We are seeking an exceptional Senior Lead who combines deep hands-on SysOps/HPC expertise with the strategic vision of a solution architect. This is a rare dual-track role: you operate at the intersection of elite technical execution and client-facing presales, designing and running mission-critical GPU, HPC, and Kubernetes platforms while simultaneously co-creating opportunity with our commercial teams.
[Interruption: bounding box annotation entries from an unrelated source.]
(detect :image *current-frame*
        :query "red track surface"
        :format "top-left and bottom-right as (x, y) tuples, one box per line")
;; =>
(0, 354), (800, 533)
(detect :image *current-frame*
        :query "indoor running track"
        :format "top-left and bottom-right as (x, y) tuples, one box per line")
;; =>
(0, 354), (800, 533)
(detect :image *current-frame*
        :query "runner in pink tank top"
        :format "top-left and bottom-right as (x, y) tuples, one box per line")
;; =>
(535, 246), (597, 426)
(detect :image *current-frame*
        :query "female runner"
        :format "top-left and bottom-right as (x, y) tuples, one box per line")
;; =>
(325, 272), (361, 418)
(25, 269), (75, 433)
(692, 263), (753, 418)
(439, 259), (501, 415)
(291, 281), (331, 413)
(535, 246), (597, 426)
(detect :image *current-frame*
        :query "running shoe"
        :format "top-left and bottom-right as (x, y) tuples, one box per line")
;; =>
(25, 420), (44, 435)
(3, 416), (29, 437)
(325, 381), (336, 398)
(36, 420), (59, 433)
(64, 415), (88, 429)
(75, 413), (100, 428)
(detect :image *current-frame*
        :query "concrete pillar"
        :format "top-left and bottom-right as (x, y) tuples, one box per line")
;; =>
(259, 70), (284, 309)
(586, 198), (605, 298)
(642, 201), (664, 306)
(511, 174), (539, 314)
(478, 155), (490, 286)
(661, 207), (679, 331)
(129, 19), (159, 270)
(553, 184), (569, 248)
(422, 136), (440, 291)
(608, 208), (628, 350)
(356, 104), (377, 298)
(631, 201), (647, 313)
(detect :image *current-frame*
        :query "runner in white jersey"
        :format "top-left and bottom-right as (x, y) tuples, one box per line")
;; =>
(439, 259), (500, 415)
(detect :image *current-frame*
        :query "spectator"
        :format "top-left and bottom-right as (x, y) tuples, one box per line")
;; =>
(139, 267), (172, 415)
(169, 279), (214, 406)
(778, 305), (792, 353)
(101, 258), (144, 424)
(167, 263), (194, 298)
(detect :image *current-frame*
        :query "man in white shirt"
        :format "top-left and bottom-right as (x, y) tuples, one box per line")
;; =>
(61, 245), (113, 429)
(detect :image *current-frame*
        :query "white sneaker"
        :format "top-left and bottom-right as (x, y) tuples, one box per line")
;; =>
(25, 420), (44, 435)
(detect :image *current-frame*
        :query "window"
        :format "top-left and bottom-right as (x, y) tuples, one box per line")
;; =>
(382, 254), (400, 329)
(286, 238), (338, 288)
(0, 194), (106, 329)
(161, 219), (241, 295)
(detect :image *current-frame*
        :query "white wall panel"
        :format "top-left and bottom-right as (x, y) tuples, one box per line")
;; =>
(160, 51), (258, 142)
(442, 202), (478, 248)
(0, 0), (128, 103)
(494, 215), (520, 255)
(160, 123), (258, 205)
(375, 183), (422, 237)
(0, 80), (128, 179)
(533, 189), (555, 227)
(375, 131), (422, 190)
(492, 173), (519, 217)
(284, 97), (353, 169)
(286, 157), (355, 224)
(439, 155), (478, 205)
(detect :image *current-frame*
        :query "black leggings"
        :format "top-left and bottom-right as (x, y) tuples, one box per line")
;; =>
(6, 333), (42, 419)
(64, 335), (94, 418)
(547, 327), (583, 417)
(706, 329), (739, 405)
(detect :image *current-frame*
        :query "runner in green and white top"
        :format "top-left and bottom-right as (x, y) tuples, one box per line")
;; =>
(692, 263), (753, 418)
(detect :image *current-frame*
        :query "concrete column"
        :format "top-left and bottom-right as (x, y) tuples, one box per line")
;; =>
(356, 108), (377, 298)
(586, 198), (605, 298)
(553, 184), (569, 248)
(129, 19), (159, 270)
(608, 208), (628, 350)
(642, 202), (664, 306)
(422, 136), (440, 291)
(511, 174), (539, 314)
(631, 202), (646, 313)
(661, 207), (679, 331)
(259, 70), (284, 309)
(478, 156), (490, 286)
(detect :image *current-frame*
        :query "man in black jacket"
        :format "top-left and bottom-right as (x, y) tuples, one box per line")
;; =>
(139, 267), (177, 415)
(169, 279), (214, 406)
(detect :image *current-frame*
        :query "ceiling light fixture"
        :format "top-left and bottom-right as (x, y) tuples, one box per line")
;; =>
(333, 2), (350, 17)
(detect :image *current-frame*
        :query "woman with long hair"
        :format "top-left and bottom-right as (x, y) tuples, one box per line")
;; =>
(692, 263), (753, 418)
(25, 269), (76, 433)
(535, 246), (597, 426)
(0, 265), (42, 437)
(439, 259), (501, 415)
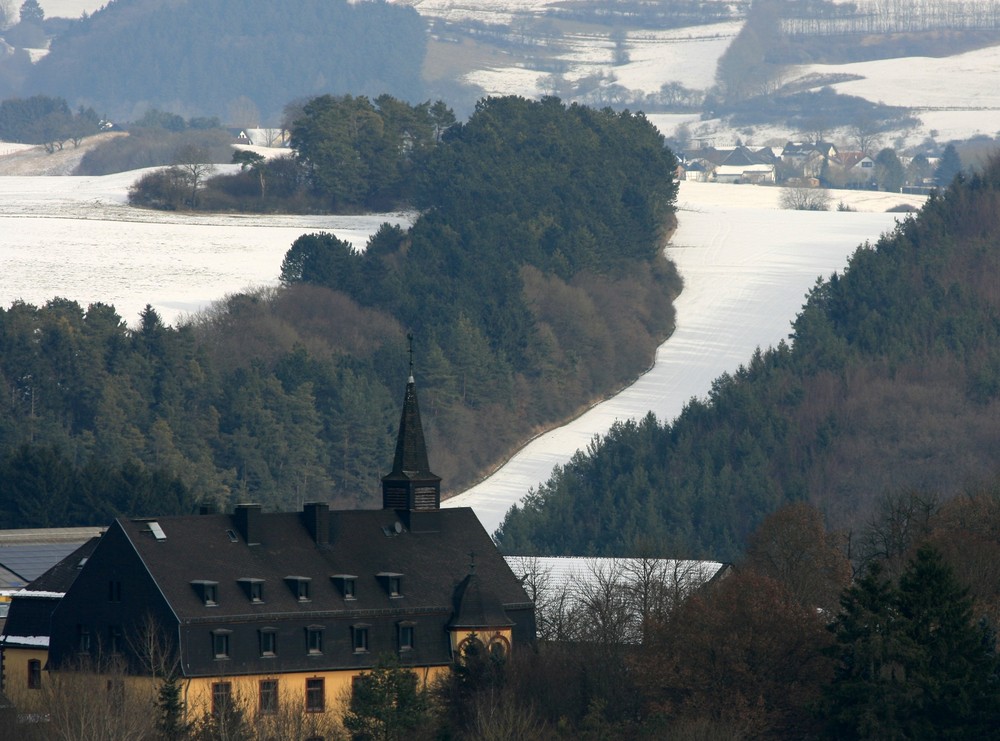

This role carries both SysOps, HPC depth and DevOps. You are expected to spend at least 60% of your time on implementation and technical execution
Presales & Business Development
• Partner with sales and solution teams to identify and qualify new opportunities
• Lead or support technical presales activities: discovery workshops, RFP responses, architecture presentations
• Build and deliver proof-of-concepts (POCs) that demonstrate platform capabilities to prospective clients
• Prepare high-quality technical materials
• Act as a trusted technical advisor during client conversations, proposing solutions aligned to business goals
In-Account Delivery — SysOps & DevOps Execution
• Operate directly within client accounts as a senior SysOps/DevOps engineer
• Run, troubleshoot, and optimize production-grade Kubernetes clusters and GPU/HPC environments hands-on
• Own Linux system administration at a deep level: kernel tuning, storage, networking, performance profiling
• Implement and maintain IaC pipelines, GitOps workflows, and CI/CD systems
• Serve as the senior escalation point for complex operational incidents within accounts
Architecture & Solution Design
• Design end-to-end platform architectures spanning cloud, hybrid, and on-premises HPC environments
• Define workload isolation models, networking architectures, and storage strategies for multi-tenant platforms
• Recommend and validate technology choices aligned to client scale, budget, and team maturity
• Produce architecture decision records (ADRs), solution blueprints, and technical runbooks
1. Architecture & System Design
• Design production-grade multi-cluster Kubernetes platforms:
◦ RKE2, EKS (AWS), AKS (Azure) at enterprise scale
◦ GPU-aware clusters: NVIDIA H100 / A100 / B200 node pools
◦ Hybrid cloud + on-premises HPC infrastructure
• Define and document:
◦ Workload isolation: namespaces, MIG partitioning, multi-tenancy models
◦ Networking: BGP peering, Ingress controllers, service mesh (Istio / Cilium)
◦ Storage: Longhorn, Ceph, distributed and high-throughput file systems
2. Platform Engineering & GitOps Strategy
• Define and enforce platform standards across the delivery lifecycle
• GitOps tooling: ArgoCD, Fleet — declarative cluster management
• CI/CD pipelines: Azure DevOps, Jenkins — build, test, promote
• Infrastructure as Code: Terraform (modules, remote state, workspaces), Ansible
• Standardize cluster bootstrapping, app deployment lifecycle, environment promotion (Dev → QA → Prod)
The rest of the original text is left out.